Had a quick service call on a 9 year old Wellworth, and was surprised to see the 30 year old phone next to it. Yeah, she was 86. Are there any apprentices here that don't know what this is?


----------



## DUNBAR PLUMBING (Sep 11, 2008)

I'm old enough to remember the party line... and the phone numbers that were 6-4831


----------



## rjbphd (Feb 5, 2010)

One of my customer have one in the basement..I get blisters on my finger tip from using it.


----------



## Adamche (Feb 10, 2012)

try sending a text message with that sucker!


----------



## Titan Plumbing (Oct 8, 2009)

Our 1st phone number was PE8-7457.


----------



## LEAD INGOT (Jul 15, 2009)

DUNBAR PLUMBING said:


> I'm old enough to remember the party line... and the phone numbers that were 6-4831


 Yeah, it seems now we are more concearned with the gubment listening to our calls. Hell, partyline days, you could hear half of the towns dirty laundry.


----------



## Phat Cat (Apr 1, 2009)

They were fun to use when you were mad. :yes: Pushing buttons, not the same satisfaction. :no:


----------



## AWWGH (May 2, 2011)

Okay, I can remember rotary phones....But party lines? :no:

At the age of 26 I was able to catch the last decade of the rotary....Almost


----------



## Richard Hilliard (Apr 10, 2010)

I was half expecting to see the old 50 pound ma bell black phones that had a table of its own. The phone on the wall was available well after party lines. The first two letters were alphabet and the rest were numbers GL3-6789.

I can remember the wall phone and a cord stretched and intertwined 50 feet. LOL They came in the same colors as plumbing fixtures golden harvest, avocado, Lucerne blue, yellow, black and white. Kohler, Borg Warner, Dixie were the big names in china fixtures. Republic water heaters were the norm. Faucets were central brass, sayco and Briggs and the kohler niedecker shower valves. I cannot believe I remember this crap.

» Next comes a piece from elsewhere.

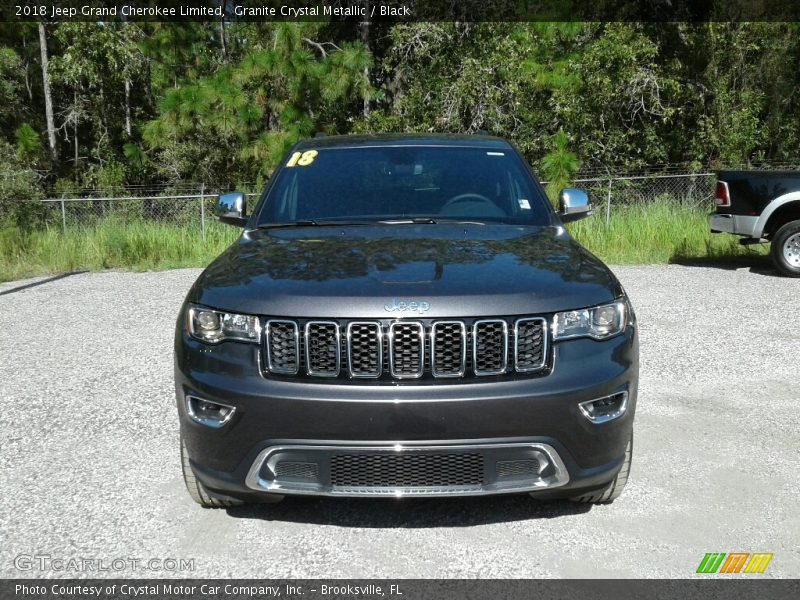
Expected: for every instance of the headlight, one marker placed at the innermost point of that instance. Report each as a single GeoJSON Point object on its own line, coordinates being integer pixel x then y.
{"type": "Point", "coordinates": [600, 322]}
{"type": "Point", "coordinates": [213, 326]}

The Dixie toilet had 4 bolts to hold the tank.
Then came the two toned crap. LMAO


----------



## ChrisConnor (Dec 31, 2009)

Those Dixie toilets don't take much torque on those four bolts either. Broke a few of them.


----------



## Airgap (Dec 18, 2008)

That's from when, slamming the phone down(hanging up) on somebody really meant something....:yes:


----------



## Tommy plumber (Feb 19, 2010)

Ahh, the good old days before all this caller ID. I used to prank people when I was a kid and they never knew who you were......:laughing:.......back then, even the FBI needed a few minutes to do a trace.


----------



## Keefer w (Jan 26, 2012)

Dammit if ya misdialed


----------



## easttexasplumb (Oct 13, 2010)

Airgap said:


> That's from when, slamming the phone down(hanging up) on somebody really meant something....:yes:


 
I think there is an app for that :laughing:


----------



## ChrisConnor (Dec 31, 2009)

Airgap said:


> That's from when, slamming the phone down(hanging up) on somebody really meant something....:yes:


I never understood why people made a big deal about slamming the phone down. It's not like people could hear it or feel the slam.


I remember when some of those phones were hard wired to the wall. 

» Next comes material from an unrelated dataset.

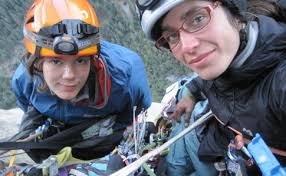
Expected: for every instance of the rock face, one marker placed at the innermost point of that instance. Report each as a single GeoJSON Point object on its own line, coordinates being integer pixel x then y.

There's still some of them in old houses where the telephone is a central point in the room with a special area for sitting and a built in bureau. In some of these, the phone is in a decorative cabinet.


----------



## Airgap (Dec 18, 2008)

ChrisConnor said:


> I never understood why people made a big deal about slamming the phone down. It's not like people could hear it or feel the slam.
> 
> 
> I remember when some of those phones were hard wired to the wall.
> ...


I think it had more to do with how it made the hanger upper feel....:laughing:


----------



## Piper34 (Oct 10, 2011)

I've busted my share of those they were my dads he should've kicked my a. Ss More that's when ass kicking meant just that not abuse ring. Ring


----------